There are two significant facts you should know about Nathan's inclusion in the "Domestic Bliss" section. One, he gave the best quote in the whole magazine: "There are black widow spiders in my backyard, coyotes walking down the streets, killer bees, rattlesnakes -- there's so much around L.A. that'll kill you!" And second, his glamor shot was one of the worst Photoshopped images I've ever seen. Don't the editors of People Magazine know the cardinal rule? You don't Photoshop Nathan Fillion's face. In fact, I'm fairly certain that was one of the original Ten Commandments: When thine Canadian Nathan Fillion appears unto you, thou shalt not ruin his prettiness with thine Erase tool.* Right?
In order to defray the sadness of the poorly Photoshopped Nathan, The Park Bench is naming him its November Nerd Man of the Month. We have bestowed this honor upon him for other significant reasons as well including the fact that:
He can fly a space ship.
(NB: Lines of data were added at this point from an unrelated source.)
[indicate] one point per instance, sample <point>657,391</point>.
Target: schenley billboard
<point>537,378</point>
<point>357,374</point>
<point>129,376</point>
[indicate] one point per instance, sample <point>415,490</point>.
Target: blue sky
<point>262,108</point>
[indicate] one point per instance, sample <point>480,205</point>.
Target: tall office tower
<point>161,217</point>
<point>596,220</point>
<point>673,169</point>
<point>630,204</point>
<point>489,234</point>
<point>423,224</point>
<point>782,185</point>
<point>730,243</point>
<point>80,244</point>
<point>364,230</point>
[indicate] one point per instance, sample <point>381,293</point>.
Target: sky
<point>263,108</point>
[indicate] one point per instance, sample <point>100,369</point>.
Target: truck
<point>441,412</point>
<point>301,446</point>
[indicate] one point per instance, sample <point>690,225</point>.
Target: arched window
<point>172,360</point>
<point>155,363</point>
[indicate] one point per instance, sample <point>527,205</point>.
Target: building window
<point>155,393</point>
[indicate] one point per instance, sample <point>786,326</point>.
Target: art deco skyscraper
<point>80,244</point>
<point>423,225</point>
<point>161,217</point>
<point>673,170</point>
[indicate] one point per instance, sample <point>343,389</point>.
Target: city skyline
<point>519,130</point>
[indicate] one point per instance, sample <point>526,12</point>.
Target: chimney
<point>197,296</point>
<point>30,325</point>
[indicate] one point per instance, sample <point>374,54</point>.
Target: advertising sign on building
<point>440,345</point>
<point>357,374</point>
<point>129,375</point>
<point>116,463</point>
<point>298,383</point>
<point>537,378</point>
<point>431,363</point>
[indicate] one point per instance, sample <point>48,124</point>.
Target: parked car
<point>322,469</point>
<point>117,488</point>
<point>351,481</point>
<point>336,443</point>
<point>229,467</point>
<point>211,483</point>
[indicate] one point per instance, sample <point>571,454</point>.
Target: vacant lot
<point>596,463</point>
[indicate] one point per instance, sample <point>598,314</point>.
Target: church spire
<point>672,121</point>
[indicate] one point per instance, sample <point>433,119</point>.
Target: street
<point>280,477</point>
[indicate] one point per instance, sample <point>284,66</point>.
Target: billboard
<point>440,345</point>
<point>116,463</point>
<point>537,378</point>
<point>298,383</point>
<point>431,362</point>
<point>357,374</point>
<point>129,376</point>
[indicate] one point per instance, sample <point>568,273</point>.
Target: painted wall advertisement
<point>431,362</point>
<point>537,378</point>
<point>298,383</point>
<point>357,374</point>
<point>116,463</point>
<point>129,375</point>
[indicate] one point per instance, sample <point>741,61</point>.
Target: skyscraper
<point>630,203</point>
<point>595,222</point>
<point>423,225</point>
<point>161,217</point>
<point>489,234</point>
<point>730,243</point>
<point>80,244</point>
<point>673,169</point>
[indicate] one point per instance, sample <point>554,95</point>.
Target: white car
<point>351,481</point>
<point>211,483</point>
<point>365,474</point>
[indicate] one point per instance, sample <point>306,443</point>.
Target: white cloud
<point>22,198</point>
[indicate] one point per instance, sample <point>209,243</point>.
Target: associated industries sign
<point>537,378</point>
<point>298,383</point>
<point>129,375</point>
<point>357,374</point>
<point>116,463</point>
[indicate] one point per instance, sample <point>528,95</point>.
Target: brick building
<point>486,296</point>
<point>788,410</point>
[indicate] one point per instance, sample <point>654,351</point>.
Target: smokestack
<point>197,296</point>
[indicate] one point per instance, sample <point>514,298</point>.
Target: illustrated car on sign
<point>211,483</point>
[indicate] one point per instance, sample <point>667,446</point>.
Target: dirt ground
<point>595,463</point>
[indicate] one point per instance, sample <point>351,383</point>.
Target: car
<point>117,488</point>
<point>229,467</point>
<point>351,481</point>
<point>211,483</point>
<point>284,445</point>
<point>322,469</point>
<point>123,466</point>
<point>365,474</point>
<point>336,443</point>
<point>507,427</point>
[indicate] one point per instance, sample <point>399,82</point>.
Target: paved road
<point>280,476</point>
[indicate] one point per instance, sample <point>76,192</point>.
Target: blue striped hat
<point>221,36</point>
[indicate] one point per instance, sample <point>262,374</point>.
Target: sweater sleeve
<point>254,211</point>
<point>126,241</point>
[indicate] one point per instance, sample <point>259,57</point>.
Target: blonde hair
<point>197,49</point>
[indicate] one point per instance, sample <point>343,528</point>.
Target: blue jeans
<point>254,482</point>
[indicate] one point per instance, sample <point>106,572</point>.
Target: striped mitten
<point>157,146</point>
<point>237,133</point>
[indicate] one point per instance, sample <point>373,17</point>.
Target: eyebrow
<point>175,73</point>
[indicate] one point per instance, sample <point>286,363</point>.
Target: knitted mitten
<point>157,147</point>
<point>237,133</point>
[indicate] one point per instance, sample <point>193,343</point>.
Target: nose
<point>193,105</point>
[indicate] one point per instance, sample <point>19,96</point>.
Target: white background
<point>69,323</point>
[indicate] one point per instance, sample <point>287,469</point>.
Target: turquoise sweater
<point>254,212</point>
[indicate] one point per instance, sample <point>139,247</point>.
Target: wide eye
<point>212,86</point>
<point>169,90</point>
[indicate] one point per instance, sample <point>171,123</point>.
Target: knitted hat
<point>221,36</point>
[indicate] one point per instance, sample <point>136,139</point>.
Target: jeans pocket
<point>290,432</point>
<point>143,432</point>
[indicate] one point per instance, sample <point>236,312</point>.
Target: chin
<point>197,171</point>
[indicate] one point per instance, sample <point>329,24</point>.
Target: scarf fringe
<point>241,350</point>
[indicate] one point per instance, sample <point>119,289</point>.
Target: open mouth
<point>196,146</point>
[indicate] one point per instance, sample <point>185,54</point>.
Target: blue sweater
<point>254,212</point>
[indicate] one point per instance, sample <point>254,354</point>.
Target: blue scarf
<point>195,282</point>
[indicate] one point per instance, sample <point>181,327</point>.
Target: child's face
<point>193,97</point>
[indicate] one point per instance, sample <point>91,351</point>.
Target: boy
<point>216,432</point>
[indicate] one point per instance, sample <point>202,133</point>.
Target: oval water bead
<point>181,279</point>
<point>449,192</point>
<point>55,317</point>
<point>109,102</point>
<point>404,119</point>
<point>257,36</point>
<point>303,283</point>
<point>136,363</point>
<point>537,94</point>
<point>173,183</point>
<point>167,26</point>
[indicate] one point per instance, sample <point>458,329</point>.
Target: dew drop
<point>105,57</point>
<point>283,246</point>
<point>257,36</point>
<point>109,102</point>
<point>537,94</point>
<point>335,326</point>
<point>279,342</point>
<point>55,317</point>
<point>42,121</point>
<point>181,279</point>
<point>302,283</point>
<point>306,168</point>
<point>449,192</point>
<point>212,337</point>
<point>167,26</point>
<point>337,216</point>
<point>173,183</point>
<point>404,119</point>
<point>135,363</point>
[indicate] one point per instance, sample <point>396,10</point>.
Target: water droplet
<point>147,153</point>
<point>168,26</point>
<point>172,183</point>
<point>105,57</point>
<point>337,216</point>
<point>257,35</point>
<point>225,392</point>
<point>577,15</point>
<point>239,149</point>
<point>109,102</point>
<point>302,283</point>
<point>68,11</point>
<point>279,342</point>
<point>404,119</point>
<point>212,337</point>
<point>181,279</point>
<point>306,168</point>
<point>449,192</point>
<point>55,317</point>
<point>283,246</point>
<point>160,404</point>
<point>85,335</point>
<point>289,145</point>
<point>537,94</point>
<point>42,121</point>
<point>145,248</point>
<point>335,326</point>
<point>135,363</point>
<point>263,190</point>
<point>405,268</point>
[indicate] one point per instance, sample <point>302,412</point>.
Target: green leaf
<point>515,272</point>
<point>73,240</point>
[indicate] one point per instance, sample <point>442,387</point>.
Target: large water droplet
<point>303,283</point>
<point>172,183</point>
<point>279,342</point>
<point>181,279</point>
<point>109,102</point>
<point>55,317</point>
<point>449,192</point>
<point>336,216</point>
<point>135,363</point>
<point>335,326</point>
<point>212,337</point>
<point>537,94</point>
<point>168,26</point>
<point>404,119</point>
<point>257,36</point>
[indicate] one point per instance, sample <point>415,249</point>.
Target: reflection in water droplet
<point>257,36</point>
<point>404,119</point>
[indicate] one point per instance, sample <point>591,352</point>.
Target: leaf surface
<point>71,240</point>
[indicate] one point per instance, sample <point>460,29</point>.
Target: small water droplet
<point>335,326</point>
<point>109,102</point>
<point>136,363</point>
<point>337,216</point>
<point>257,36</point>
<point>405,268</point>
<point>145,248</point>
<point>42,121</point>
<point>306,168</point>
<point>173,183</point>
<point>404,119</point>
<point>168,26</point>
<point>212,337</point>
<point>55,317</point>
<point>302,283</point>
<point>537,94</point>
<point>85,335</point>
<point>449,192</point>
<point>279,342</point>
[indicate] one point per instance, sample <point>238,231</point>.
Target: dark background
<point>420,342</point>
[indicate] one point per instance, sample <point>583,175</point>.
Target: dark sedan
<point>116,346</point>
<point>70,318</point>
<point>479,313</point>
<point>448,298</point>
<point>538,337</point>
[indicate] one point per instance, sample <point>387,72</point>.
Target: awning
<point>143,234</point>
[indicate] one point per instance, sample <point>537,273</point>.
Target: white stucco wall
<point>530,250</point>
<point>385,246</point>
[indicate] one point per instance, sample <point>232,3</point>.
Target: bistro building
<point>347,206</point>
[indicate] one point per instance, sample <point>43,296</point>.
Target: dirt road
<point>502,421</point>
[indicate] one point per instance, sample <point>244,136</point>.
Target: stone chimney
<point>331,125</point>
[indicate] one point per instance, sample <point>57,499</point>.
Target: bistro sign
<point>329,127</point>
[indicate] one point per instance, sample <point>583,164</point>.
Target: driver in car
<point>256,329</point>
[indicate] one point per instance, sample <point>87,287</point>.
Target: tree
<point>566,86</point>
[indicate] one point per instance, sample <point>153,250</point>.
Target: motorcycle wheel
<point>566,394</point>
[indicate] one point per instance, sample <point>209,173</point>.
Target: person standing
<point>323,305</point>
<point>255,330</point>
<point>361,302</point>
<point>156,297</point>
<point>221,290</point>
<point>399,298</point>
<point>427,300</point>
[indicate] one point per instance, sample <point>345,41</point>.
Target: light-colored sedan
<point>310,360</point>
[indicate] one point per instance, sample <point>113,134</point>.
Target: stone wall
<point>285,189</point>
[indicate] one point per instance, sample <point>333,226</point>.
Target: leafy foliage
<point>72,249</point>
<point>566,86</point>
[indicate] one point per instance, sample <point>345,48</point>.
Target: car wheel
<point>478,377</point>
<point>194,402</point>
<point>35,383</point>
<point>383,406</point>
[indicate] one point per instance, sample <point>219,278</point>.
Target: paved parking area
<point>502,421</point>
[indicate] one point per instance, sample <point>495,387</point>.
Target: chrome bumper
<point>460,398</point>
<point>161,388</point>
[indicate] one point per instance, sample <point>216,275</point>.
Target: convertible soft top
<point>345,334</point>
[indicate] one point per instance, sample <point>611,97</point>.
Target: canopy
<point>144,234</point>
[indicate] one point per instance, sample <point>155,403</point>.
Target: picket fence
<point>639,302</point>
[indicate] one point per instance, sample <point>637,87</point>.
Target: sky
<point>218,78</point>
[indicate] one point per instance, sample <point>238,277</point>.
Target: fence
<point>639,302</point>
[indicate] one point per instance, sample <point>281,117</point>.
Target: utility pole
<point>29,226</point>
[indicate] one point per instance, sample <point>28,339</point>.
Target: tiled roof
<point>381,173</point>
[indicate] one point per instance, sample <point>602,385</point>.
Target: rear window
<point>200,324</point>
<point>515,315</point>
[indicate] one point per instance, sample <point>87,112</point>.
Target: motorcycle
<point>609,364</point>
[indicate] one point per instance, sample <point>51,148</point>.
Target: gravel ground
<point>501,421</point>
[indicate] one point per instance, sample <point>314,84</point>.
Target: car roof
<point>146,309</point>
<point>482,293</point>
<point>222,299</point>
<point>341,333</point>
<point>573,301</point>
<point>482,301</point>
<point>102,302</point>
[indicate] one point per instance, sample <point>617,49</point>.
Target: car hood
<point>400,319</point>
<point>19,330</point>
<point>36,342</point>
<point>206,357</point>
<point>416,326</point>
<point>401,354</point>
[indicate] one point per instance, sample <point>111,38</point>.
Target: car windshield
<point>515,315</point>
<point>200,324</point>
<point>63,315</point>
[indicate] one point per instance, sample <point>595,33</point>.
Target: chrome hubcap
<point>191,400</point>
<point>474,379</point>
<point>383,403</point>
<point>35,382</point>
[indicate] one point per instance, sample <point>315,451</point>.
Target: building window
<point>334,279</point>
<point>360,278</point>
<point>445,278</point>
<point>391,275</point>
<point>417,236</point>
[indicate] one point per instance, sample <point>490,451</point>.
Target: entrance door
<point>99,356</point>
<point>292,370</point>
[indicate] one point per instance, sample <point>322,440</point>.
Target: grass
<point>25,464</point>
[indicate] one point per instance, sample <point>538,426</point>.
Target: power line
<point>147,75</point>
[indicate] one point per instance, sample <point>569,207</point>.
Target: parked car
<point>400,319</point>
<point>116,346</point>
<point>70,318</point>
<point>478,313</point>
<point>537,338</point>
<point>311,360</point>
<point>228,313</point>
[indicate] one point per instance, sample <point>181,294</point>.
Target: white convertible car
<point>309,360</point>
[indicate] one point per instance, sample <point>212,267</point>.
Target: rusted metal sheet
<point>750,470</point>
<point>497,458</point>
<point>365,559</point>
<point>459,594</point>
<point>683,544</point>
How cool is that?

Okay, he might not actually know how to fly a space ship, but I bet he knows people who can.
Also, he's a terrific, under-appreciated actor who shines in anything he does, from his days as Captain Mal in "Firefly" to his appearances in "Lost" and "Buffy" to his role as a sweet, confused and sympathetic ob/gyn in "Waitress" to his role as a sweet, confused and sympathetic ob/gyn in "Desperate Housewives" (I'm sensing a pattern here) to his hilarious yet heroic turn (he battled a deranged deer!!) as Bill Pardy in "SLiTHER."

And most important of all, the man's damn funny. Just check out his three faces of soap opera acting:
For all this and yes, for his ability to wear tight pants, we bestow our shallow Park Bench love on Nathan Fillion and welcome him to the Nerd Man pantheon.
*The rule was amended years later to read: Thou shalt not Photoshop Nathan Fillion unless it's to make it look like he was your date at the senior prom. As the Pope said at the time, "That's just common sense."